In the early evening of December 16, 1944 his unit was scattered sparsely in a holding action, and armed with only 40 rounds of ammunition per soldier when German tanks followed by infantry filled the nearby village. Most of his squad was killed in the first few minutes of the battle. Five survivors, including Forsythe, hid in a root cellar. They were soon discovered and captured by the German SS Troops. The prisoners were eventually taken to a train station and loaded in boxcars. Most of the prisoners came down with severe dysentery and many did not survive the trip to Stalag 12-A at Limburg, Germany. In less than a year, he went from a healthy 178 pounds to a 105 pound man in very poor health. When liberated he had not had a change of clothes, a tooth brush, or bath in 5 months and seven days. He was among the liberated prisoners taken to Reims, France and after many weeks in the hospital he eventually made his way home to Leachville. His parents had not received news of his release. They had initially received word that he was missing in action and later that he was a prisoner of war. His many commendations and medals include 3 Bronze Stars, European African Middle East Campaign with Bronze Star, Combat Infantryman Badge, Sharp Shooter Medal, Sniper Medal, Missing Prisoner of War Medal, and the Purple Heart.
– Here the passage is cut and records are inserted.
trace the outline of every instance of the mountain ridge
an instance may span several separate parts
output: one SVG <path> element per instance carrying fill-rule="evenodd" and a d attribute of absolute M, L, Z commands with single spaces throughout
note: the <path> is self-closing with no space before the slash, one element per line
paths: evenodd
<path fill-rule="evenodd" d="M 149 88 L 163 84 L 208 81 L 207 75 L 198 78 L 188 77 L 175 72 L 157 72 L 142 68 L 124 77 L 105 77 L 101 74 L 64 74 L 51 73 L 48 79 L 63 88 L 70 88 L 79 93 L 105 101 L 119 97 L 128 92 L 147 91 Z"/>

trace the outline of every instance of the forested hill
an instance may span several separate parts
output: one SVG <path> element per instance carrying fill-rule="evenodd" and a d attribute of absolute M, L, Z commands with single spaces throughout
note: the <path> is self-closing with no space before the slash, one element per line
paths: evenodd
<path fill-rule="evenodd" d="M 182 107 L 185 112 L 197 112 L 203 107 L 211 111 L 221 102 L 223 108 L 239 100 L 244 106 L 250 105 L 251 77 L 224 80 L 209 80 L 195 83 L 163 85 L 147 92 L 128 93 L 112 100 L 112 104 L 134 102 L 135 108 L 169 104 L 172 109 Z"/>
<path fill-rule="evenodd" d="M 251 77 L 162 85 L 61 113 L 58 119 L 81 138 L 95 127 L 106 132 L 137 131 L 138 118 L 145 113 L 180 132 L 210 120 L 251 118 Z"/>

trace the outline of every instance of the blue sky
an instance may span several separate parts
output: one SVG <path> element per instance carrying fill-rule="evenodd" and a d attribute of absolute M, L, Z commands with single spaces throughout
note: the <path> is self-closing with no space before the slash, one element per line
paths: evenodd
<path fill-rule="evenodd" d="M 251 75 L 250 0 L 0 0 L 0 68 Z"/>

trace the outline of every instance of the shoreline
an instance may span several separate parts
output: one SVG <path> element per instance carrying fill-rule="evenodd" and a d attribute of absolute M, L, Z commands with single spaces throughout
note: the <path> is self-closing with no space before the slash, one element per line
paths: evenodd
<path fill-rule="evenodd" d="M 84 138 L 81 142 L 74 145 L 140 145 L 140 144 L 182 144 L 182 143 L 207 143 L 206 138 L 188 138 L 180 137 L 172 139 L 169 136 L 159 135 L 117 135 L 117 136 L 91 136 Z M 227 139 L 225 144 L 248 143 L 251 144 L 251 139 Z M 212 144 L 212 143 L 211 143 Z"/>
Following his discharge, Forsythe relocated to California and made a successful life. He received a degree in mechanical engineering and spearheaded challenging tasks including starting a company known as Applied Pyrotection, which was a fire protection and safety engineering firm.

He had over 8,000 documented designs and installations, including projects on atomic energy, sawmills, lumber camps, power stations and other industrial giants located within Silicon Valley.

Not only a scholar, he was an accomplished ballroom dancer, gourmet cook, played classical mandolin, and had won many awards for hydroponics gardening.

He leaves one son, Thomas James Forsythe; and

One daughter, Deanna Forsythe;

Funeral services will be held at 2 p.m. Tuesday at the Howard Funeral Service Chapel in Manila. Burial with Military Honors will follow in Manila Cemetery. The family will receive friends from 6-8 p.m. Monday at the funeral home. The family prefers memorials to http://paloalto.va.gov/giving/

A guest register is available at www.HowardFuneralService.com.